Some daft technical mistakes too. I'll correct those for when it's up on my website.

Juliana, splendid suggestions, and fits perfectly with Malthus' wife [she's introduced in the essentially finished but unreleased Sir Edric's Kingdom].

Thanks for the many useful suggestions and kind comments :)
 
Congratulations on 5k. How do you do it?

I like it. A lot. It was fast - perhaps too fast for Court(?) - but the characters were all immediately accessible and likeable. It's very different from Forget Me Not, though, isn't it! ;)

I see you've had a few responses, one of which is TJ's so I'm guessing some, or all, of what I'm about to say may be redundant, but not having read their comments yet...

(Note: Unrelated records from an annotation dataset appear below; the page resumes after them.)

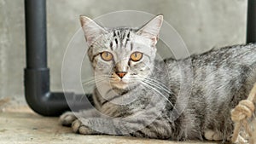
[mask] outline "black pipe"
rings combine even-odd
[[[247,1],[247,43],[256,43],[256,0]]]
[[[46,2],[25,0],[26,67],[25,95],[30,107],[44,116],[59,116],[65,111],[86,108],[87,96],[52,93],[47,67]],[[65,97],[66,95],[66,97]],[[67,102],[68,104],[67,104]]]

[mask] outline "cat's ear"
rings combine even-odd
[[[104,28],[86,16],[80,15],[80,22],[85,40],[89,46],[90,46],[101,34],[107,33]]]
[[[137,34],[150,38],[153,44],[155,45],[158,41],[160,30],[163,23],[163,14],[156,15],[154,18],[146,23],[140,28]]]

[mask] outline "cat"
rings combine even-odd
[[[230,140],[230,110],[256,82],[256,44],[159,60],[162,14],[140,28],[102,27],[86,16],[80,22],[96,81],[96,109],[67,112],[62,125],[84,135]]]

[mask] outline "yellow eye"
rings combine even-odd
[[[138,61],[143,58],[143,53],[134,52],[131,55],[131,60],[133,61]]]
[[[113,55],[108,51],[104,51],[101,54],[102,58],[106,60],[109,61],[113,59]]]

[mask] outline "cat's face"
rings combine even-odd
[[[150,74],[162,15],[137,30],[102,28],[85,16],[80,20],[89,45],[88,56],[99,80],[105,78],[112,87],[126,89]]]

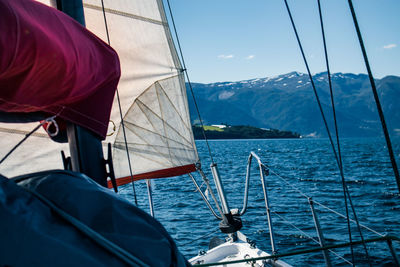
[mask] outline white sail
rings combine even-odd
[[[47,5],[51,3],[49,0],[40,2]],[[110,118],[110,135],[104,142],[105,145],[113,145],[116,177],[130,176],[120,112],[125,123],[134,176],[152,173],[153,177],[157,177],[158,171],[164,171],[163,176],[169,176],[165,174],[166,170],[195,164],[198,156],[190,124],[183,70],[162,1],[105,0],[107,27],[101,0],[85,0],[83,5],[86,27],[105,42],[108,42],[108,29],[110,45],[117,51],[121,63],[118,85],[120,105],[116,96]],[[34,124],[0,126],[1,137],[2,127],[22,129],[25,133]],[[0,165],[1,173],[12,176],[27,171],[62,168],[60,148],[68,151],[68,146],[46,139],[45,132],[40,131],[14,152],[7,163]],[[9,132],[5,131],[4,136],[9,136]],[[23,136],[22,132],[17,132],[8,147],[12,147]],[[6,153],[7,148],[3,147],[2,153]],[[24,151],[28,152],[24,154]],[[42,156],[36,157],[32,151]],[[22,172],[16,167],[23,165],[18,162],[21,153],[26,164]]]
[[[86,27],[107,42],[100,0],[85,0]],[[192,135],[183,77],[162,1],[106,0],[110,45],[121,62],[118,93],[134,175],[194,164]],[[130,175],[117,98],[111,131],[117,177]]]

  • At times it comes across as a bit dialogue tag-y. In the opening, I would consider limiting yourself to either 'he complained' or 'he scowled.' I know the scowl is not a tag as such, but it seems somehow unnecessary to have both.
  • I think get up should be get-up
  • 'very slightly' adjusting his wig also seems redundant. Could it be changed to something like 'fractionally' without losing your style?
  • Probably this is intended, but aren't we innocent until proven guilty? Would a Judge call a defendant 'criminal scum'?
  • Double ands. When the guards stomped off and..., it might flow better if you lost the second and. Perhaps: the guards stomped off to drag in...
  • This is an unspeakably egrrrrrreeeeegious suggestion, but if Corkwell is not an already-established character in your other works, I beg you change his name to Cockwell. :D
  • you honour - typo.
So, all these are very small observations and it reads great for a first draft. I love the dubious moustache and all the cockerel gags really made me chuckle despite myself.
 
Phyrebrat, I just ramble a lot :p

The speed is due to both Sir Edric usually being faster than everything else I write, and me just wanting to finish it quickly.

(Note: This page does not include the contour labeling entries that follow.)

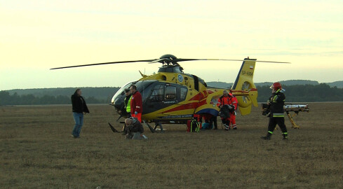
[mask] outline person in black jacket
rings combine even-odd
[[[89,113],[88,108],[86,104],[86,101],[81,95],[82,91],[77,89],[73,95],[72,95],[72,104],[73,107],[73,116],[75,120],[75,125],[72,132],[74,138],[80,137],[81,128],[83,125],[83,114]]]
[[[266,136],[262,136],[264,140],[270,140],[271,134],[276,126],[276,124],[280,127],[282,132],[283,140],[288,139],[288,134],[285,125],[285,115],[283,113],[283,105],[285,104],[284,90],[281,88],[281,84],[278,82],[273,83],[270,87],[271,88],[271,96],[268,99],[267,104],[270,110],[269,123],[268,125],[268,132]]]

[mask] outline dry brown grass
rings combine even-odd
[[[129,141],[110,130],[109,106],[89,106],[77,139],[69,106],[2,106],[0,188],[342,188],[343,103],[309,105],[295,118],[300,130],[286,120],[286,142],[280,130],[260,139],[268,122],[260,108],[237,116],[236,131],[165,125]]]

And, yes, it is rather different to Forget Me Not. Like an octopus of writing, I cunningly change my form to fit the genre :D

I do sometimes overdo the dialogue tags, it's true. Sir Edric's unorthodox approach to the impartiality of a court is entirely intentional. And Corkwell is very well-established (well, she has a role in The Adventures of Sir Edric, and a significantly larger presence in the as-yet-unpublished Sir Edric's Kingdom).

Cock-fighting was the most popular sport in England until a couple of centuries ago. Even villages would have their own cockpits. I use it a bit in my 'serious' writing, which obviously means double entendres, intended or not, can happen quite a bit.

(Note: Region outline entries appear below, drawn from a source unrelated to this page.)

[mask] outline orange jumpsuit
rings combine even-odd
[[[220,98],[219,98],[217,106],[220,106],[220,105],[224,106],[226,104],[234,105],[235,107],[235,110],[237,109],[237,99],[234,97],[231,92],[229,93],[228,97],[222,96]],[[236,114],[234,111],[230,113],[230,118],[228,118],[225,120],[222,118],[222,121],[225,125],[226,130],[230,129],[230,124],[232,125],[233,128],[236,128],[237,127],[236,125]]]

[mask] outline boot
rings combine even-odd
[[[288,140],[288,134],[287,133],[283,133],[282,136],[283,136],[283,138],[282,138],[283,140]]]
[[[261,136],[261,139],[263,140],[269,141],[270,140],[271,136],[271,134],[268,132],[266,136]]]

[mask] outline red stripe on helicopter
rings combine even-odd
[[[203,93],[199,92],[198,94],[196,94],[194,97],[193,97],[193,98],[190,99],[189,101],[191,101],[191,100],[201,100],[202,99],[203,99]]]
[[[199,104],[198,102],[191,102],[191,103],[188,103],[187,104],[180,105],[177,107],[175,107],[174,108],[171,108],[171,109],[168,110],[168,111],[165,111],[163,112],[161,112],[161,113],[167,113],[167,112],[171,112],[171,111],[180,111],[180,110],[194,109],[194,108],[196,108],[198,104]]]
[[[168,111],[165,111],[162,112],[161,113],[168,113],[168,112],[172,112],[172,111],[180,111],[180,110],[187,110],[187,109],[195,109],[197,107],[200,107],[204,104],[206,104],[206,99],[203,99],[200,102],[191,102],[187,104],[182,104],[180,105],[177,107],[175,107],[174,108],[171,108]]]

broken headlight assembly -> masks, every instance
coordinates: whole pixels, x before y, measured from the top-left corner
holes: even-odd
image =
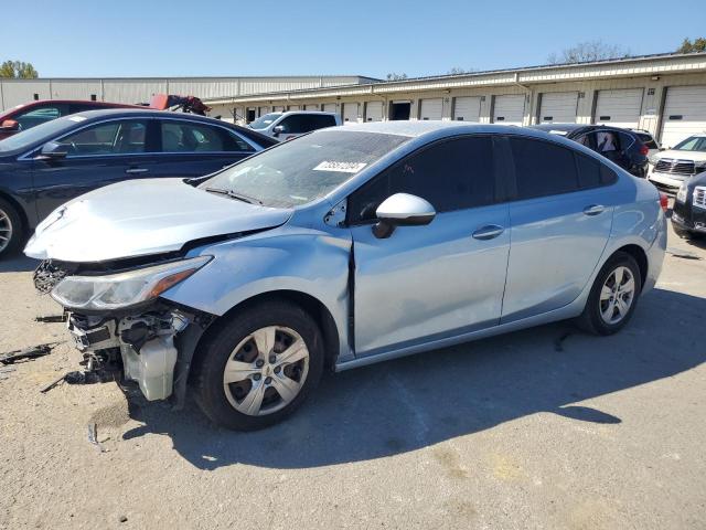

Thanks, everyone, for the helpful comments. I will put it up on my website's free stories section: Free Stories once I've finished the chapter I'm writing currently, and make the various changes.
 
Everyone has beat me to the punch. Very funny. Congrats on the 5,000, Thad.
 
Thanks, Droflet.

Although I can't help notice how suspiciously defensive the description underneath your name is...
 
Droflet: "I don't teach chickens how to dance."

You can't hide your deviant dancing chicken ways protesting so much.
 
Huh? Well, I DON'T teach chickens how to dance. Although I must mention that when I went looking for my avatar I simply typed chicken images into google. My lord, there are some sickos out there.